Mas Paulo Guedes diz que quer mudar tudo isso.
Não dá para acreditar. É um sistema que não veio de ontem. Não temos um Estado em que a renda dos impostos é distribuída entre os municípios. Sempre existe toma lá dá cá e burocracia. Quando Paulo Guedes diz isso, me lembro de Hélio Beltrão (ministro da desburocratização de 1979 a 1983). Depois dele, continuaram os cartórios como imperadores no Brasil, e as firmas brasileiras se tornaram cartoriais. O absolutismo caiu faz pelo menos dois séculos, mas o Brasil mantém o modelo: o Estado é superior ao simples pagante de impostos. Chamo isso de absolutismo anacrônico, o que, sinto muito, Paulo Guedes não vai mudar rápido assim.
E qual é a sua perspectiva de sustentabilidade do próximo governo? Tanto em termos políticos quanto eleitorais?
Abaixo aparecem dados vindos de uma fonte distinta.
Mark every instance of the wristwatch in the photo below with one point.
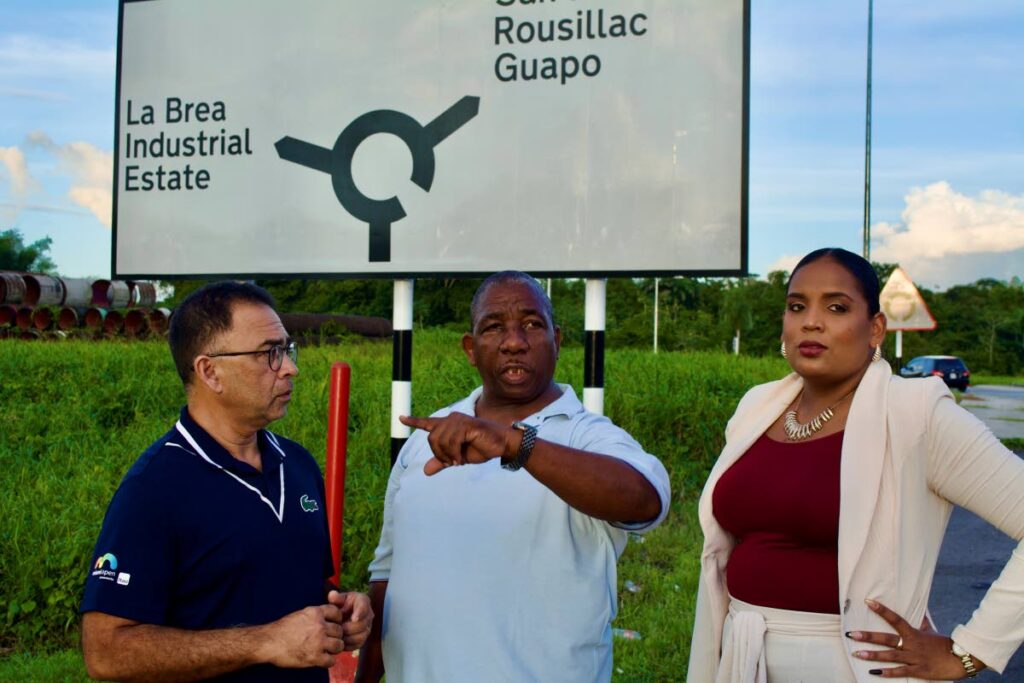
(966, 659)
(525, 447)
O básico é que ele consiga uma legitimação mais ampla do que o número de votos que obteve. É necessário que Bolsonaro prove para quem não votou nele que ele é o presidente de todos e não apenas dos que o sufragaram. O modelo Trump, por exemplo, está dando errado, porque o presidente dos Estados Unidos continua querendo governar apenas para quem o sufragou e, portanto, aqueles que não estavam tão convencidos assim da sua liderança estão passando para outro barco. Em termos estratégicos, o primeiro elemento para que ele mantenha sua eficácia governamental e legitimidade é ter esse diálogo com o setor vencido. E, para isso, é necessário que ele saiba atenuar reivindicações dentro da sua própria área, inclusive no ponto de vista empresarial. Há múltiplos interesses econômicos e industriais que estão em jogo. Aqui no Brasil, se tem uma prática terrível de definir licitações a priori. É necessário que o famoso liberalismo pregado por Paulo Guedes seja (liberalismo) de fato, que o princípio da livre concorrência apareça. Se não, ele vai acumular aos reclamos dos vencidos o reclamo dos não satisfeitos com o processo de desenvolvimento econômico.
A elite empresarial esteve em peso com Bolsonaro. Por que isso aconteceu?
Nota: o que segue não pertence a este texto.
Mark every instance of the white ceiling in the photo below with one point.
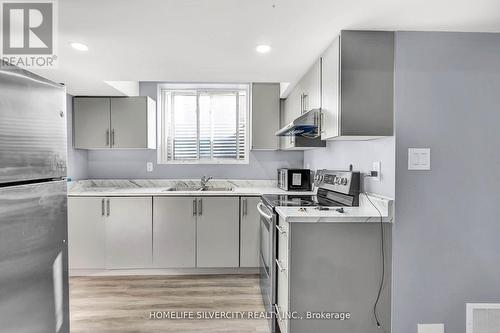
(214, 40)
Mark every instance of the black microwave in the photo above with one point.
(294, 179)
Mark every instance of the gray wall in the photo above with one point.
(132, 163)
(77, 159)
(446, 248)
(361, 154)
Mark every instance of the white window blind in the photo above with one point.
(204, 126)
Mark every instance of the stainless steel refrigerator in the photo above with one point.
(33, 213)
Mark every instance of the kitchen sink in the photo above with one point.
(197, 189)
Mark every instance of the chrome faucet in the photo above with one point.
(204, 181)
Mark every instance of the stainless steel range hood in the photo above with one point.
(307, 125)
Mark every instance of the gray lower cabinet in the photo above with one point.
(128, 232)
(265, 116)
(174, 232)
(114, 122)
(86, 233)
(217, 232)
(109, 233)
(332, 267)
(249, 232)
(161, 232)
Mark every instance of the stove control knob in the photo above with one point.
(318, 178)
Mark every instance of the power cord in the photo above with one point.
(382, 278)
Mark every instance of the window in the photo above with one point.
(204, 124)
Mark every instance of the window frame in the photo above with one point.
(164, 123)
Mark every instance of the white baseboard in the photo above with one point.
(163, 271)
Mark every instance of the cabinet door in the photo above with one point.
(174, 232)
(311, 88)
(293, 105)
(129, 122)
(249, 232)
(91, 117)
(330, 91)
(129, 232)
(86, 233)
(265, 115)
(218, 232)
(283, 276)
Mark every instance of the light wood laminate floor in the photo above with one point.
(124, 303)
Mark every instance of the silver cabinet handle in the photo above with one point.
(259, 208)
(278, 263)
(278, 314)
(244, 207)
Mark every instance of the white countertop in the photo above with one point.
(100, 188)
(366, 212)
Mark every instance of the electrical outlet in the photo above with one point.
(430, 328)
(376, 167)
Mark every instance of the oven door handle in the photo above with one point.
(261, 212)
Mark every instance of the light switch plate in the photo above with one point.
(419, 158)
(376, 167)
(430, 328)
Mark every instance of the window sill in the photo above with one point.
(198, 162)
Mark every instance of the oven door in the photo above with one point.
(267, 254)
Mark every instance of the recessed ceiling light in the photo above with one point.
(79, 46)
(263, 48)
Essa questão de pensar em longo prazo, fora dos recursos governamentais, não entra muito nos cálculos dos empresários brasileiros. Também tem a questão do planejamento em termos políticos. Nosso empresariado vive sempre da conjuntura, ao sabor do movimento da Bolsa de Valores, e não pensa à frente. Aqui, você tem essa dependência. Mas não levaram em conta que outros interesses hegemônicos podem ser essenciais.
E qual é a aposta?
Isso só poderemos saber depois de, pelo menos, um ano de governo. Estamos vendo rateios por parte da equipe de Bolsonaro. Afirmações terríveis, não apenas desastrosas, mas errôneas. Por exemplo, essa história de “dar uma prensa no Congresso” é um erro estratégico tremendo. Ele vai precisar do apoio do Congresso. Até a posse, vamos ter momentos de erros, de exageros de grupos de interesse dentro da equipe e, durante um ano, veremos se ele vai levar uma prática equilibrada de governança. No caso do Collor, ele foi eleito com aquela festa toda e deu um tiro no pé no primeiro dia de governo, com o confisco das poupanças. Se Bolsonaro fizer alguma coisa nesse sentido, terá um destino muito próximo.